Pour surmonter ce problème de dosage, des chercheurs du département d’orthopédie de l’Union Hospital de l’Université des sciences et technologies de Huazhong ont ensemencé des cellules souches mésenchymateuses de cordon ombilical sur un biomatériau de « cryogel ».
Les cryogels sont des matrices de gel qui se forment à des températures inférieures à zéro. Ils présentent des macropores interconnectés (pores d’un diamètre supérieur à 10 micromètres), un peu comme une éponge. Et, parce que comme une éponge, ces trous peuvent permettre le transport de petites particules en leur sein, ces biomatériaux de cryogels ont potentiellement toute une série d’utilisations biomédicales.

Une réduction de 90 % de cellules souches

Après avoir ensemencé des cellules souches sur ce biomatériau de cryogel, les chercheurs ont constaté que ces cellules devenaient plus fortes et présentaient des effets thérapeutiques accrus en ce qui concerne l’ostéoarthrite chez les souris. Ce cryogel a également permis aux cellules souches implantées de rester beaucoup plus longtemps dans l’articulation du genou.

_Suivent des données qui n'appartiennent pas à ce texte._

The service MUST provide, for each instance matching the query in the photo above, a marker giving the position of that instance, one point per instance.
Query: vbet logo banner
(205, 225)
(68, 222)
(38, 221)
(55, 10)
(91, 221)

Cela a permis de réduire de 90 % le dosage des cellules souches.
« Il faut environ deux semaines pour que la moitié des cellules implantées s’en aillent, mais leurs effets régénérateurs restent plus longtemps », a déclaré l’auteur correspondant, Wei Tong, du département d’orthopédie de l’hôpital Union. « Il est donc possible que le résultat thérapeutique vienne indirectement, via les cellules souches sécrétant des facteurs de croissance épidermiques, qui stimulent la prolifération cellulaire et la guérison, plutôt que de devenir directement du cartilage nouvellement formé dans l’articulation. »

Les prochaines étapes

Les chercheurs ont également constaté que ces cellules étaient très puissantes pour réduire la douleur articulaire chez les souris. Après cette preuve de concept chez la souris, les chercheurs veulent maintenant tester cette thérapie sur des primates non humains, puis utiliser le complexe cellules souches-cryogel dans des essais cliniques chez l’homme, dans l’espoir de mettre au point un nouveau traitement contre l’arthrose qui permettrait d’inverser cette maladie.
Cette recherche a été publiée dans Chemical Engineering Journal.